The Pasticceria Papa Ricotta Cheesecake Replica is the lightest and most fluffy cheesecake you'll ever make and in all seriousness, not that hard to make. Best made a day ahead to allow for proper chilling. All ingredients should be at room temperature BUT the pastry may need extra 5 minutes chilling if you are making the cake on a warm day. You will need a 20cm diameter (6cm high) springform cake tin. Reader suggestion: I find the best flour to use for the pastry is the Italian OO.
Prep Time25 minutes
Cook Time50 minutes
Total Time1 hour 15 minutes
Servings: 12

Ingredients

For the Cheesecake Pastry:

  • 100 g butter softened
  • 1/4 cup caster sugar or unrefined golden caster sugar
  • 1 egg
  • 1/4 cup fresh cream
  • 2 cups plain flour
  • 3 tsp baking powder
  • extra butter and flour for prepping the tin

For the Ricotta Cheesecake Filling (at room temperature):

  • 2 eggs
  • 1/8 cup caster sugar or unrefined golden caster sugar such as Billington's
  • 250 g full fat cream cheese (I used Philadelphia)
  • 1/8 cup caster sugar or unrefined golden caster sugar such as Billington's
  • 1 tsp vanilla extract
  • 1/4 cup full fat fresh cream
  • 500 g full fat ricotta

To serve:

  • 1 tbsp icing sugar, ground up natvia or unrefined icing sugar
  • 2 tsp cinnamon powder

Instructions

To make the Cheesecake Pastry:

  • Place butter and sugar in a bowl and beat with a mixer until light and fluffy.
  • Add egg and cream and continue mixing on a lower speed until combined (the mixture might appear separated, but that's ok).
  • Sift flour and baking powder together. Add to the batter and mix on low speed until the pastry starts to come together.
  • Knead into a ball with your hands, place back in the bowl and refrigerate for 10 minutes.
  • For the base and lid: cut about a third of the pastry for each base and lid and roll it out between 2 sheets of baking paper - it should cover the base of your cake tin.
  • Transfer one round of rolled out pastry together with the bottom sheet of baking paper onto the base of your tin. Cut excess dough and patch up any gaps with the leftovers.
  • Prick around with a fork and bake for 5 minutes, not longer, in the preheated oven. Remove from oven when ready.

In the meantime prepare the Ricotta Cheesecake Filling:

  • Place eggs and 1/8 cup caster sugar in a mixer bowl and beat on high speed until pale and fluffy. Set aside.
  • Place cream cheese and the remaining 1/8 cup caster sugar in another bowl and beat on medium speed until combined.
  • Add vanilla extract, cream and egg mixture from step 1 then mix on low speed to combine.
  • Add ricotta and mix on low speed to combine.

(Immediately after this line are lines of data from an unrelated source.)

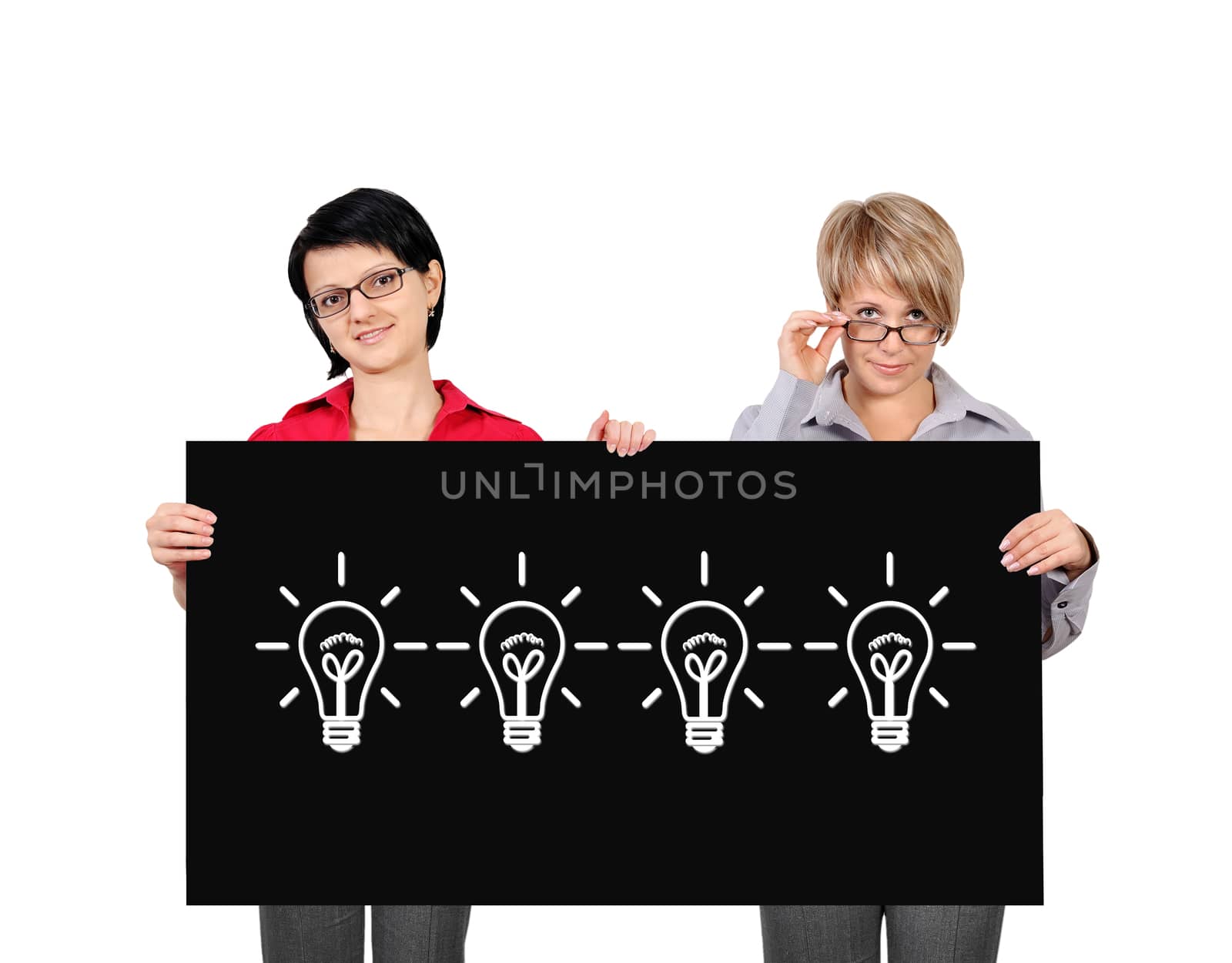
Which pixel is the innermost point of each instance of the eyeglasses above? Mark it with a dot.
(336, 301)
(912, 334)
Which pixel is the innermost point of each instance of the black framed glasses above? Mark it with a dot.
(377, 285)
(912, 334)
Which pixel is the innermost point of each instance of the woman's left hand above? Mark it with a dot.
(1046, 541)
(621, 436)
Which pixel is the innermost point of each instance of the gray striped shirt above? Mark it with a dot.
(800, 410)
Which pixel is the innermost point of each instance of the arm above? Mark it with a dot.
(779, 416)
(801, 369)
(1063, 601)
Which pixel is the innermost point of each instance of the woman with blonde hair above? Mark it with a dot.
(891, 273)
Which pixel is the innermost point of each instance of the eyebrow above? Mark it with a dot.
(367, 273)
(874, 304)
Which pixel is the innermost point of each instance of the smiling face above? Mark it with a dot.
(373, 334)
(886, 367)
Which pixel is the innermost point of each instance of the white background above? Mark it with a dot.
(628, 202)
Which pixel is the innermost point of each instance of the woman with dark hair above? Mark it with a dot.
(370, 277)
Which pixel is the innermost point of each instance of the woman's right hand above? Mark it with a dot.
(180, 533)
(796, 357)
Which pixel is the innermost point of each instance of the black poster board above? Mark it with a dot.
(784, 564)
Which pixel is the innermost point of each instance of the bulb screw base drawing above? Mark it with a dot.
(705, 737)
(342, 735)
(523, 735)
(890, 735)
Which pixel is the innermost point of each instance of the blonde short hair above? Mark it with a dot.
(892, 242)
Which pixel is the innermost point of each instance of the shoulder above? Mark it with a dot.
(998, 420)
(311, 420)
(464, 419)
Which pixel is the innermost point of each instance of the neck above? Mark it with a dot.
(890, 415)
(397, 403)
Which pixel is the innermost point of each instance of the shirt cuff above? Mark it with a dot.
(1066, 603)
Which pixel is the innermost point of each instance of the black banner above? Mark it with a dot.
(541, 674)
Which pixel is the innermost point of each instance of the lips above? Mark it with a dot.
(373, 336)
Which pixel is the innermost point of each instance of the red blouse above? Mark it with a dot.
(326, 418)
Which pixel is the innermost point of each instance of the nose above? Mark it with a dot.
(361, 309)
(890, 349)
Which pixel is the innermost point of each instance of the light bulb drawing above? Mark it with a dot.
(711, 664)
(896, 663)
(527, 664)
(342, 685)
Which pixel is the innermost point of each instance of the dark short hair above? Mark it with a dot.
(375, 218)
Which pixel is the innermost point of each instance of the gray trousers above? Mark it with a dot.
(336, 934)
(853, 934)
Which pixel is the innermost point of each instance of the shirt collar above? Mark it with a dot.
(340, 396)
(952, 402)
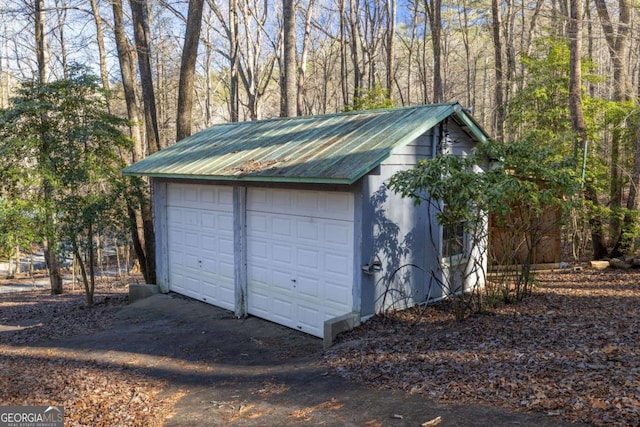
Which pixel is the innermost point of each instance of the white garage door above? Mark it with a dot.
(200, 242)
(299, 256)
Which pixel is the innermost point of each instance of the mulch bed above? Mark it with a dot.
(92, 394)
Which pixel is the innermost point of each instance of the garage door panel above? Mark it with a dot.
(309, 258)
(298, 252)
(282, 227)
(200, 241)
(309, 287)
(337, 233)
(336, 264)
(308, 232)
(336, 293)
(282, 253)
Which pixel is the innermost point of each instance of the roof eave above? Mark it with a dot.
(247, 178)
(473, 128)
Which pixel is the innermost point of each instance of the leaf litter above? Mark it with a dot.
(92, 394)
(569, 350)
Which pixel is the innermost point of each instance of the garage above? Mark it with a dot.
(200, 243)
(299, 263)
(291, 219)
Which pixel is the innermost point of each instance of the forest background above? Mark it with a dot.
(562, 76)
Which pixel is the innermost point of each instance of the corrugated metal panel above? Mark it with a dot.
(337, 148)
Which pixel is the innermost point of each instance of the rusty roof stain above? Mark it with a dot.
(337, 148)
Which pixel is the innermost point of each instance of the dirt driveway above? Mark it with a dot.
(253, 373)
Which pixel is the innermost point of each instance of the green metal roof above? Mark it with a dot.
(336, 148)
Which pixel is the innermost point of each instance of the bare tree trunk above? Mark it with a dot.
(104, 75)
(51, 242)
(128, 74)
(433, 8)
(234, 98)
(41, 45)
(618, 43)
(302, 66)
(499, 114)
(188, 69)
(577, 118)
(343, 53)
(391, 37)
(289, 87)
(61, 14)
(139, 217)
(139, 14)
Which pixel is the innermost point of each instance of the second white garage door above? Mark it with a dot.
(299, 263)
(200, 241)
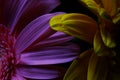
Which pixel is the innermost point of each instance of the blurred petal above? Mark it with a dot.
(77, 25)
(50, 55)
(107, 33)
(35, 31)
(98, 68)
(17, 77)
(110, 6)
(40, 72)
(116, 19)
(93, 5)
(11, 9)
(79, 67)
(29, 11)
(99, 47)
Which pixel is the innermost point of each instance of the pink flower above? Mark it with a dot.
(29, 48)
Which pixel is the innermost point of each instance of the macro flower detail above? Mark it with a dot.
(101, 61)
(29, 48)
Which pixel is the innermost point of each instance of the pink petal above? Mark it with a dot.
(17, 77)
(55, 39)
(11, 9)
(35, 31)
(50, 55)
(40, 72)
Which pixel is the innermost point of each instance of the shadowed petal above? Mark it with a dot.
(30, 10)
(100, 48)
(40, 72)
(17, 77)
(77, 25)
(35, 31)
(55, 39)
(50, 55)
(98, 68)
(110, 6)
(79, 67)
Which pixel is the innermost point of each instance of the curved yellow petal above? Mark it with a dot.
(92, 5)
(106, 33)
(97, 68)
(79, 67)
(110, 6)
(75, 24)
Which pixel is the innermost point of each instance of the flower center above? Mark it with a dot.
(7, 56)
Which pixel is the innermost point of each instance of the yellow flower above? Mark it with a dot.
(104, 8)
(92, 64)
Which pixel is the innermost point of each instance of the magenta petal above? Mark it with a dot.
(50, 55)
(37, 72)
(35, 31)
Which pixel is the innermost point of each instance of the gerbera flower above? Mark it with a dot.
(102, 61)
(28, 46)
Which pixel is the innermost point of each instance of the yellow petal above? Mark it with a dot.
(98, 68)
(79, 67)
(110, 6)
(75, 24)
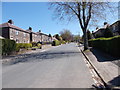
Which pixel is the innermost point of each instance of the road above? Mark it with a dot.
(59, 67)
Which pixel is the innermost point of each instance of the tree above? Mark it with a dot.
(82, 11)
(89, 35)
(77, 38)
(58, 37)
(66, 35)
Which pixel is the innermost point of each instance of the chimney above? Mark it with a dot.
(30, 28)
(10, 21)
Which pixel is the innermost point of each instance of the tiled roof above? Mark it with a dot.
(12, 26)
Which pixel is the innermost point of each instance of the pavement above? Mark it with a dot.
(107, 66)
(59, 67)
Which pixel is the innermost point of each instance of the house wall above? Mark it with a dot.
(5, 32)
(19, 36)
(45, 38)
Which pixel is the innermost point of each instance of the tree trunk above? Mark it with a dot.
(85, 39)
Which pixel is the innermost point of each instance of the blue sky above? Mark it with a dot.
(37, 16)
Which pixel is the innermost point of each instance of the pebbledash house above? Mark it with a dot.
(10, 31)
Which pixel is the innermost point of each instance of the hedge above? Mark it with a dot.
(8, 46)
(108, 45)
(56, 43)
(63, 42)
(23, 46)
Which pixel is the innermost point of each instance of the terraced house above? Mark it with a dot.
(13, 32)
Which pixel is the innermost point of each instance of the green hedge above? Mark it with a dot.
(8, 46)
(108, 45)
(23, 46)
(56, 43)
(63, 42)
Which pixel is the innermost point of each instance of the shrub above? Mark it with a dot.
(8, 46)
(108, 45)
(63, 42)
(39, 45)
(23, 45)
(56, 43)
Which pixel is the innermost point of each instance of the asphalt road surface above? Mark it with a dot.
(59, 67)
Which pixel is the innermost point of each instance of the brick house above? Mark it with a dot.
(10, 31)
(115, 28)
(13, 32)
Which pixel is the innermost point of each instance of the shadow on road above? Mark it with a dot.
(40, 56)
(103, 57)
(115, 81)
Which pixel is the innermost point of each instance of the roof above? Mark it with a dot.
(12, 26)
(1, 37)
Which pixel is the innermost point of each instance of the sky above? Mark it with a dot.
(39, 17)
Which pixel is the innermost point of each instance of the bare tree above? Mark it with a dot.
(83, 11)
(66, 35)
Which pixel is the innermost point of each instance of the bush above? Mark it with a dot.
(108, 45)
(8, 46)
(39, 45)
(56, 43)
(34, 44)
(23, 46)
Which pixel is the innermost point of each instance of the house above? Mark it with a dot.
(13, 32)
(115, 27)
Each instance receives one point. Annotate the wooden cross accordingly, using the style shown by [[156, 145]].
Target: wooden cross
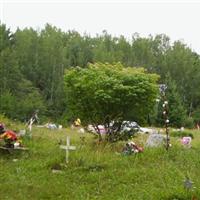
[[67, 148]]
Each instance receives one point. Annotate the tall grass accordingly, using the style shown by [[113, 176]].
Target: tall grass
[[97, 171]]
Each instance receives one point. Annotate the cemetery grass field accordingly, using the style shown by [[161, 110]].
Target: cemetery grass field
[[98, 171]]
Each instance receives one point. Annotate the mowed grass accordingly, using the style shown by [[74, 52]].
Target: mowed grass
[[98, 171]]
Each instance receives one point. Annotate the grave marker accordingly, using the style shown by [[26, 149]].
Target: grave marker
[[67, 148]]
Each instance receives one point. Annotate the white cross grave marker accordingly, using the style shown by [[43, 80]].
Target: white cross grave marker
[[67, 148]]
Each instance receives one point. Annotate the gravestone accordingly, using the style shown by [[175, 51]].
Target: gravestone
[[155, 140], [67, 148], [186, 141]]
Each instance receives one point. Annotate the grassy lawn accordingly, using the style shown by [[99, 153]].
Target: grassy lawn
[[98, 171]]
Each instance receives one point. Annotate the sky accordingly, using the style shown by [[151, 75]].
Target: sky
[[179, 19]]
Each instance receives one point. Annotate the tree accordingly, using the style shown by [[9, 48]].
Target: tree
[[102, 93], [176, 110]]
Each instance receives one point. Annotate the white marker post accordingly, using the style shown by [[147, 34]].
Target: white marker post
[[67, 148]]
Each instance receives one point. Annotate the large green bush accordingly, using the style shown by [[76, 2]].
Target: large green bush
[[102, 93]]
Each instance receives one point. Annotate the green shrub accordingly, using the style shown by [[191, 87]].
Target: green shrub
[[189, 122]]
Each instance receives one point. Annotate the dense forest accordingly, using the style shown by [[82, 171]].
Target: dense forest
[[33, 64]]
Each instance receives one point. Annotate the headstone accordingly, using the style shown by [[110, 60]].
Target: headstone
[[186, 141], [67, 148], [155, 140]]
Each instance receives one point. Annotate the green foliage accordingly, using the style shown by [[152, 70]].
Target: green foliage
[[42, 56], [102, 93], [94, 170], [189, 122]]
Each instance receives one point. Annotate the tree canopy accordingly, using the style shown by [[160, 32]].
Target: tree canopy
[[102, 93], [37, 59]]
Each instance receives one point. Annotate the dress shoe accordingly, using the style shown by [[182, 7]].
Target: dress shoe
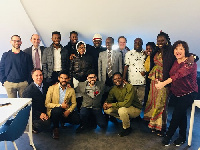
[[55, 133]]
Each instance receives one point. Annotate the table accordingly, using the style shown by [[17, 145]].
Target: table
[[8, 111]]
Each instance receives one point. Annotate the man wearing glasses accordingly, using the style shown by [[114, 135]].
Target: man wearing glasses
[[15, 69]]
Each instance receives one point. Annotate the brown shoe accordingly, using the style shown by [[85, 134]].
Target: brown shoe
[[56, 133]]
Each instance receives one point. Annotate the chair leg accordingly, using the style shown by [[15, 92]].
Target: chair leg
[[191, 125], [15, 145], [6, 146]]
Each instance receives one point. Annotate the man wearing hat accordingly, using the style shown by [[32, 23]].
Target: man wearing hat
[[95, 50]]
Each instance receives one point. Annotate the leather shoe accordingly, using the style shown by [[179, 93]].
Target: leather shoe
[[56, 133]]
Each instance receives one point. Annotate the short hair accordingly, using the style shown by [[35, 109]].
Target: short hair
[[73, 32], [56, 32], [63, 72], [15, 35], [117, 73], [166, 36], [35, 69], [122, 37], [91, 71], [152, 44], [111, 39], [184, 44]]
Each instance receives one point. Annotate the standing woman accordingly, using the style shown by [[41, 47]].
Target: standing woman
[[155, 107], [184, 89]]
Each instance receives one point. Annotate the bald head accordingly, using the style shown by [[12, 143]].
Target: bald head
[[35, 40]]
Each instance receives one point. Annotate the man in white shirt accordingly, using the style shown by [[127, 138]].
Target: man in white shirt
[[134, 65]]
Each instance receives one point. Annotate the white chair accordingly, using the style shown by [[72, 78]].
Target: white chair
[[196, 103]]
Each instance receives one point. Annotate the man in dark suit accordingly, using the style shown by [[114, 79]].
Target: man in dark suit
[[35, 51], [37, 91]]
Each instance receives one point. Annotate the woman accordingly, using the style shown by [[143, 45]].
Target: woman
[[184, 89], [80, 64], [155, 107]]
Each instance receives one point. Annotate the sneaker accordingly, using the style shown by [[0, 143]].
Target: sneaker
[[166, 141], [125, 132], [179, 141]]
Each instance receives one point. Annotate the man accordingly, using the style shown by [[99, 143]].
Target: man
[[60, 103], [122, 48], [95, 50], [127, 104], [71, 46], [109, 61], [35, 51], [91, 109], [134, 65], [15, 69], [37, 91], [54, 59]]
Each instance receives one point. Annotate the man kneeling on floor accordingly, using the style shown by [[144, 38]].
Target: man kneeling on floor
[[91, 108], [60, 103], [127, 105]]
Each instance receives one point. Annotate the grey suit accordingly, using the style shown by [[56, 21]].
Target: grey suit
[[102, 64], [29, 51]]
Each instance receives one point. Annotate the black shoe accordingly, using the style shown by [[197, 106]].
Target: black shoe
[[80, 129], [125, 132], [166, 141], [179, 141]]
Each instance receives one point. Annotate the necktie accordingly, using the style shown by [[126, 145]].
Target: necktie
[[37, 59], [109, 65]]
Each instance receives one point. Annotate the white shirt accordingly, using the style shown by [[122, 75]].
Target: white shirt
[[33, 56], [135, 61], [57, 60]]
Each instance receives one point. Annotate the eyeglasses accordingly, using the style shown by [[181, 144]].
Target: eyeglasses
[[16, 41]]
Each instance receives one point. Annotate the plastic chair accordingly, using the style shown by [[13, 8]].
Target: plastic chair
[[14, 128], [196, 103]]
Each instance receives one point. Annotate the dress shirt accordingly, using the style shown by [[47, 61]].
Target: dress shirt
[[57, 60], [33, 56]]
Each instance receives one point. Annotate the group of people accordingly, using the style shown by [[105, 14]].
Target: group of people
[[74, 83]]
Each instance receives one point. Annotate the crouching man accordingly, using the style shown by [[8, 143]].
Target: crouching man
[[127, 105]]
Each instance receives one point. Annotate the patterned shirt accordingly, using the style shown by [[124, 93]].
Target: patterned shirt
[[135, 61]]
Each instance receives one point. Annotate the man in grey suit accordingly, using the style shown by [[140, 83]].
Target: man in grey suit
[[35, 40], [104, 72]]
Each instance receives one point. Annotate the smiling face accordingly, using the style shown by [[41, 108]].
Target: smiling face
[[161, 41], [117, 80], [179, 52], [37, 77]]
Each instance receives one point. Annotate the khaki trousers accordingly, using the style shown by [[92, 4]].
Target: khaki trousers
[[124, 114], [13, 88]]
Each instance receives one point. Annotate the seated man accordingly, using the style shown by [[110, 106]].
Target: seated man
[[60, 103], [37, 91], [91, 108], [127, 105]]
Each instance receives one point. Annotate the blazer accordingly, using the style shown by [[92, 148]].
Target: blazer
[[102, 64], [38, 99], [87, 100], [53, 96], [29, 51]]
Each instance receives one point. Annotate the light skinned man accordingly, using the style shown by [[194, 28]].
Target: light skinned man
[[35, 51], [15, 69], [60, 103], [37, 91], [122, 103]]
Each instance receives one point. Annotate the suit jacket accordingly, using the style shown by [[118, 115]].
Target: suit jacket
[[87, 100], [102, 64], [53, 95], [29, 51], [38, 99]]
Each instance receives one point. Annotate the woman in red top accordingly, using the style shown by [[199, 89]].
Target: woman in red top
[[184, 89]]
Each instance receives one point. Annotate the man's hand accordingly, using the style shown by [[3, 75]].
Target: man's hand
[[66, 113], [43, 116], [64, 105]]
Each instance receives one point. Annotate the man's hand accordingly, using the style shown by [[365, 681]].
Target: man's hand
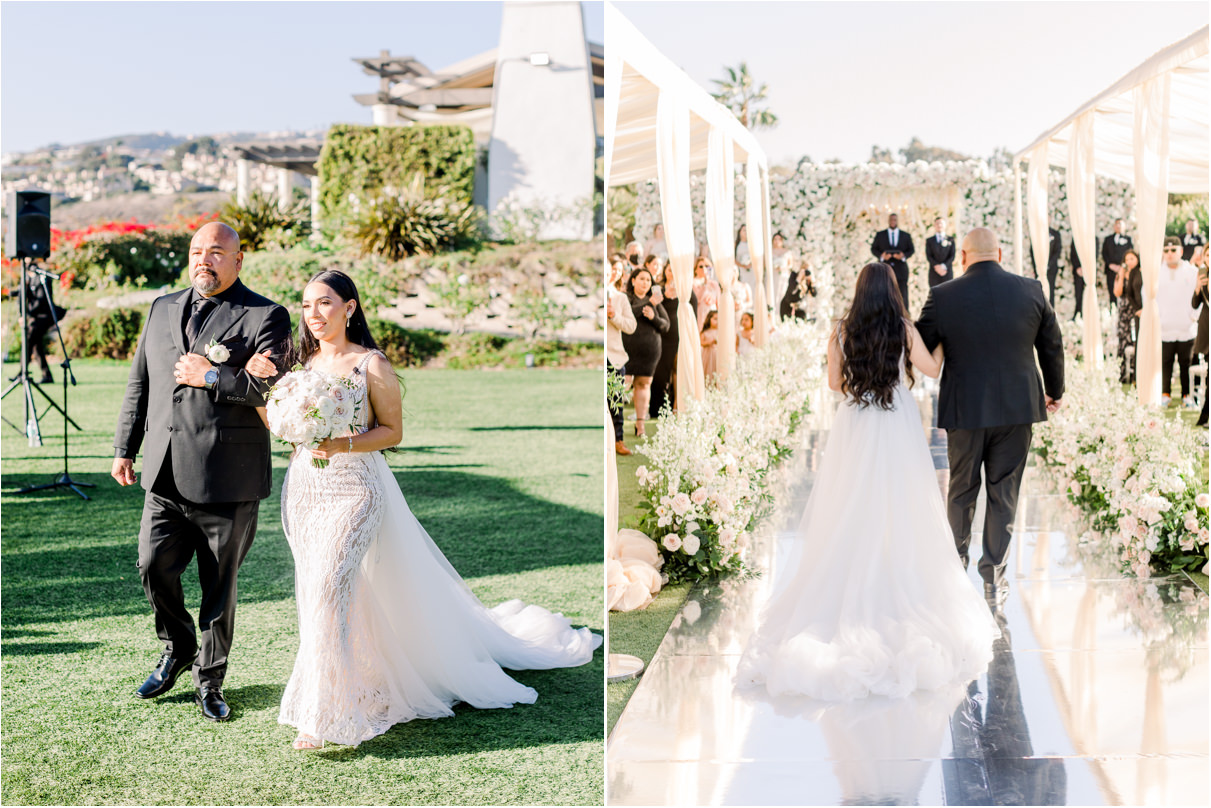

To assemble the Pasticceria Papa Ricotta Cheesecake:

  • Grease the cooled cake tin rim with extra butter and dust with flour. Shake off excess.
  • Place rim around the pre-baked base, with the baking paper hanging on the outside of the tin. Close the clasp.
  • Roll out remaining pastry into a log and place between two sheets of baking paper. Roll out to about 4mm thick and your cake tin's height. (You can do this in stages as it's hard to get the whole side into the tin at once.)
  • Transfer the strip(s) into the tin, pressing gently into the base and snug with the side walls of the tin. Continue to work right around the tin.
  • Cut off any overhangs by rolling your rolling pin over the top of the tin. Patch up any wholes.
  • Pour ricotta filling into the pastry casing and smooth out.
  • Using a knife, gently fold the pastry edges over the ricotta filling. Place the remaining circle of pastry over the top and using your fingers, gently "knead" the edges of the lid into the folded over pastry. It should look as if it were one piece all the way around.

To bake the Pasticceria Papa Ricotta Cheesecake:

  • Preheat oven to 180C (350F).
  • Place cheesecake on a lower middle rack of your pre-heated oven and bake for 45 minutes - the pastry should not crack within this time, but if it does, it will settle down as the cheesecake cools.
  • Once baked, leave to cool in the oven with the door ajar for 20 minutes. Cover with aluminum foil and transfer to a cooling rack, then once completely cool, cover with cling film and chill in the fridge overnight.

To serve:

  • Dust cheesecake with cinnamon and icing sugar and serve.